To address this, Vogt is developing the General Education Astronomy Source (GEAS) project at New Mexico State. Essentially, GEAS is an online astronomy course with a do-it-yourself lab built in. It is specifically designed for students to work at their own pace. They can review basic math and science skills as needed while exploring current astronomy topics. Most importantly, they are free from scheduling constraints — in both location and time.

By watching General Education Astronomy Source videos, class registrants can watch other students performing experiments, like this still from the lunar cratering lab, before trying it themselves. // all photos courtesy Nicole Vogt
The GEAS project is composed of four main components: an online self-review library, a set of lab exercises with accompanying videos, audio lecture recordings, and short films featuring diverse individuals with careers in astronomy and related fields. Taken together, these elements form an interactive, hands-on experience that fulfills New Mexico State’s lab science course requirement.
 

Bringing a lab to the Internet is a unique challenge. To make a lab exercise accessible to distance learners, Vogt and her team began by adapting classic assignments to work with common household materials and a computer. “We promote hands-on learning through physical experiments that students conduct on their own,” she says.

For example, to track the position of the Moon over a two-week period, students build a simple sextant — a protractor for the sky — using cardboard, pins, thread, and tape. In another exercise, students use a Web application to explore pictures of galaxies and analyze their properties.

Students of the General Education Astronomy Source project also use special Web applications, like this one to analyze galaxy properties, to complete lab projects.

One lab is all about craters. Students learn that planetary scientists can estimate how fast a projectile was moving when it hit the Moon’s surface by measuring the size of the resultant crater. After looking at several pictures, students round up a bucket, some sand and flour, a measuring tape, and a marble. They proceed to drop the marble from various heights and make their own craters to investigate the relationships between drop height, projectile speed, and crater size.

Developing projects that can be done at home, however, is only the first step in a successful do-it-yourself lab. What if students don’t understand the instructions? What if they make a mistake but don’t realize it? What if they get frustrated or have a question? In a traditional lab, the instructor can provide assistance and feedback in real time. There is no such luxury in distance education.

Dr. Nicole Vogt demonstrates how to use a homemade sextant in one online lab video tutorial.

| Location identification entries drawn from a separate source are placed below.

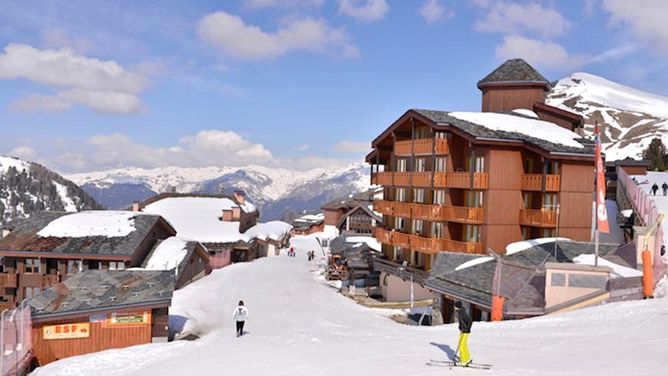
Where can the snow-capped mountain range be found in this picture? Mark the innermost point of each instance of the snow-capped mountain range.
(276, 191)
(27, 187)
(629, 118)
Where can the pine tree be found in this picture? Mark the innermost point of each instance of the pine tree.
(656, 155)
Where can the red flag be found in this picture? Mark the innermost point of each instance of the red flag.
(601, 212)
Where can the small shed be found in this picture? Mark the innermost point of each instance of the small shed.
(98, 310)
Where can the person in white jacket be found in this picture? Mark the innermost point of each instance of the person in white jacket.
(240, 316)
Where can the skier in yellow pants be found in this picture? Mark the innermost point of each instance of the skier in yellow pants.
(465, 323)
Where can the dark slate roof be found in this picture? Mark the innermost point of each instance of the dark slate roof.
(98, 290)
(24, 237)
(523, 279)
(479, 131)
(514, 70)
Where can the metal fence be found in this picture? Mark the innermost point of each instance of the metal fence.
(15, 339)
(645, 209)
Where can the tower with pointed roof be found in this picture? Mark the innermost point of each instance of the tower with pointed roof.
(514, 84)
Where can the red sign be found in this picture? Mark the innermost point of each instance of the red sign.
(601, 212)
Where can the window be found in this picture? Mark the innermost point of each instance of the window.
(33, 266)
(417, 226)
(419, 195)
(439, 196)
(558, 280)
(31, 292)
(587, 281)
(398, 223)
(73, 266)
(420, 164)
(473, 199)
(401, 164)
(400, 194)
(439, 164)
(472, 233)
(437, 230)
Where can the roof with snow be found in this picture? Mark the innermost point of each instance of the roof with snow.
(470, 277)
(103, 290)
(514, 71)
(96, 232)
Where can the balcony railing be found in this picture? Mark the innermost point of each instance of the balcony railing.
(534, 182)
(8, 280)
(538, 218)
(436, 213)
(441, 179)
(424, 244)
(423, 146)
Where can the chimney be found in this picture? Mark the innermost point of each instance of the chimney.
(240, 196)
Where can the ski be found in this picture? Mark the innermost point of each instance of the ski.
(450, 363)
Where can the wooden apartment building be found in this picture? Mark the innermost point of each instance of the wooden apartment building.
(33, 261)
(466, 182)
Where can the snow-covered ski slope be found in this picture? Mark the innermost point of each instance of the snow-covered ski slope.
(300, 326)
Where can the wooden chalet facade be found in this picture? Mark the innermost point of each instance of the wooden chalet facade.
(455, 183)
(98, 310)
(32, 263)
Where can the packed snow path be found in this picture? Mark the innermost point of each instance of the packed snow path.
(300, 326)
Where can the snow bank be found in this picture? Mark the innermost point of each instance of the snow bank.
(475, 261)
(107, 223)
(198, 218)
(273, 230)
(168, 255)
(617, 270)
(533, 128)
(526, 244)
(6, 163)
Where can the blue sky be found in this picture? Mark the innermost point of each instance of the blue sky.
(89, 85)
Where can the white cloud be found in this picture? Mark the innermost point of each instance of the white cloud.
(23, 152)
(364, 10)
(646, 19)
(233, 36)
(536, 52)
(433, 11)
(511, 18)
(40, 102)
(102, 85)
(259, 4)
(347, 146)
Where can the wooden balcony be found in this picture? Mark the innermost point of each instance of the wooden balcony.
(459, 214)
(8, 280)
(538, 218)
(423, 146)
(463, 180)
(424, 244)
(534, 182)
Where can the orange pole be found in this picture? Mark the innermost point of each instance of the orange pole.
(647, 276)
(497, 307)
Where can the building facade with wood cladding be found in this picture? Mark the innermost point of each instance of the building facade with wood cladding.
(50, 247)
(98, 310)
(471, 181)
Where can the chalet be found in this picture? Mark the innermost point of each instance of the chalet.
(535, 277)
(98, 310)
(187, 259)
(49, 247)
(470, 181)
(308, 224)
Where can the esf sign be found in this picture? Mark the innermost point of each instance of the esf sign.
(66, 331)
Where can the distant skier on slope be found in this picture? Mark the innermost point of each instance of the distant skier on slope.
(240, 316)
(465, 323)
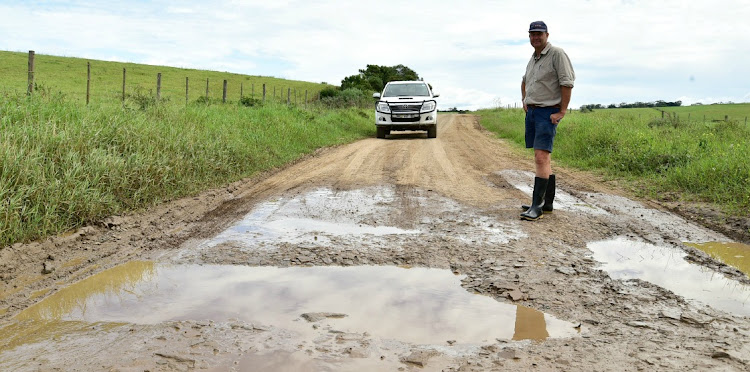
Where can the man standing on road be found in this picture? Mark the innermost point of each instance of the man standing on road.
(545, 89)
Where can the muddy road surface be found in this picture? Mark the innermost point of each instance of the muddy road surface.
(403, 254)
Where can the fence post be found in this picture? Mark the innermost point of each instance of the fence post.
(123, 86)
(88, 82)
(158, 86)
(30, 89)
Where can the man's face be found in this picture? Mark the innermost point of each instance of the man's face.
(538, 39)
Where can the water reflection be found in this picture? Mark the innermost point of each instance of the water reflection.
(665, 267)
(418, 305)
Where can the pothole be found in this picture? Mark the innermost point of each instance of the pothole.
(666, 267)
(414, 305)
(367, 217)
(733, 254)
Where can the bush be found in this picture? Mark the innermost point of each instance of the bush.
(328, 92)
(351, 97)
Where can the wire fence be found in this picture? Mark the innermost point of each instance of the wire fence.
(264, 92)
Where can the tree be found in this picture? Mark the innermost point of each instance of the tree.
(374, 77)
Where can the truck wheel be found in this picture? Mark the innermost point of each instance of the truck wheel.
(381, 132)
(432, 132)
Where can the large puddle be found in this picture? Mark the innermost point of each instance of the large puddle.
(415, 305)
(666, 267)
(362, 217)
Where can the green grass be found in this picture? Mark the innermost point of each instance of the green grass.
(64, 164)
(666, 158)
(69, 76)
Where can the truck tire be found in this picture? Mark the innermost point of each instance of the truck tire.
(381, 132)
(432, 131)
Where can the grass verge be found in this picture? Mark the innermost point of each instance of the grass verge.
(667, 158)
(64, 165)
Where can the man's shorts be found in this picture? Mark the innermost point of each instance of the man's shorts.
(540, 132)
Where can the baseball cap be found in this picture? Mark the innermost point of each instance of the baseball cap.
(538, 26)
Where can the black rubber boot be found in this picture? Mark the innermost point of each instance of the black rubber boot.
(549, 196)
(537, 200)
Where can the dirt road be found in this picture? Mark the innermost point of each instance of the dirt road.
(398, 254)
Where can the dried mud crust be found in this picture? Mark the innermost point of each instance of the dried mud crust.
(625, 325)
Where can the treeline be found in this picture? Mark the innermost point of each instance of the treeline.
(356, 90)
(659, 103)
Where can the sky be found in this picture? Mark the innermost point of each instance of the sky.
(472, 52)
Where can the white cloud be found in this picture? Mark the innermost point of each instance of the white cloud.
(474, 52)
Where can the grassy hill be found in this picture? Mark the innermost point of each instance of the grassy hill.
(69, 75)
(64, 164)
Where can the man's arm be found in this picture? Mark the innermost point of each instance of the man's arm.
(566, 93)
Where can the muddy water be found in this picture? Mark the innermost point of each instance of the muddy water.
(733, 254)
(416, 305)
(361, 216)
(665, 267)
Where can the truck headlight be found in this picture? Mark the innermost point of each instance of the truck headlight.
(383, 107)
(428, 106)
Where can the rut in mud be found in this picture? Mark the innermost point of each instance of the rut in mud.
(398, 254)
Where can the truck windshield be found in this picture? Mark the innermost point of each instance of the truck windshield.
(401, 90)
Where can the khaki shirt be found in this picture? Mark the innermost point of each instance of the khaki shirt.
(545, 75)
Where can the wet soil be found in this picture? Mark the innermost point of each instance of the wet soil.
(450, 203)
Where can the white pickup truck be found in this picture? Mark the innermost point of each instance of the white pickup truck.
(406, 105)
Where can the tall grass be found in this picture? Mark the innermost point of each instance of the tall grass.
(69, 76)
(63, 165)
(694, 159)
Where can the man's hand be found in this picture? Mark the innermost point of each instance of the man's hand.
(556, 117)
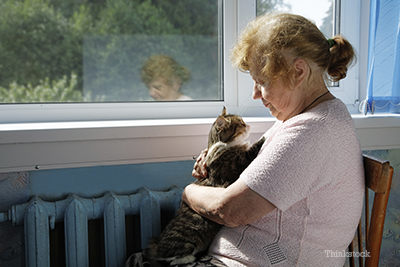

To keep tabs on student progress, Vogt uses Google Drive, an online utility that allows collaborators to view and edit documents in real time. Each student keeps a lab report document where they record data and answer questions. The collaborative nature of Google Drive lets the instructor see student responses before an assignment is due. This effectively mimics the instructor-student interaction in a traditional lab course. For instance, if a student mistakenly concludes that faster projectiles make smaller craters, the instructor can leave a comment to ask if there was a problem performing the experiment.

Vogt points out that GEAS is a work in progress but has come a long way. The unique format of the lab exercises can present a daunting learning curve, as many students are used to online courses requiring little work. That said, students who persevere through the first couple of lab exercises typically come away with an appreciation for how much they have learned.

The GEAS project has the potential to have far-reaching impacts: beyond New Mexico, materials are currently being used in California, Virginia, Michigan, and even Canada. “Our lab exercises are available free of charge to astronomy instructors worldwide,” Vogt says. “By increasing access to laboratory science courses through distance learning, we can remove a significant barrier to completion of the bachelor’s degree.”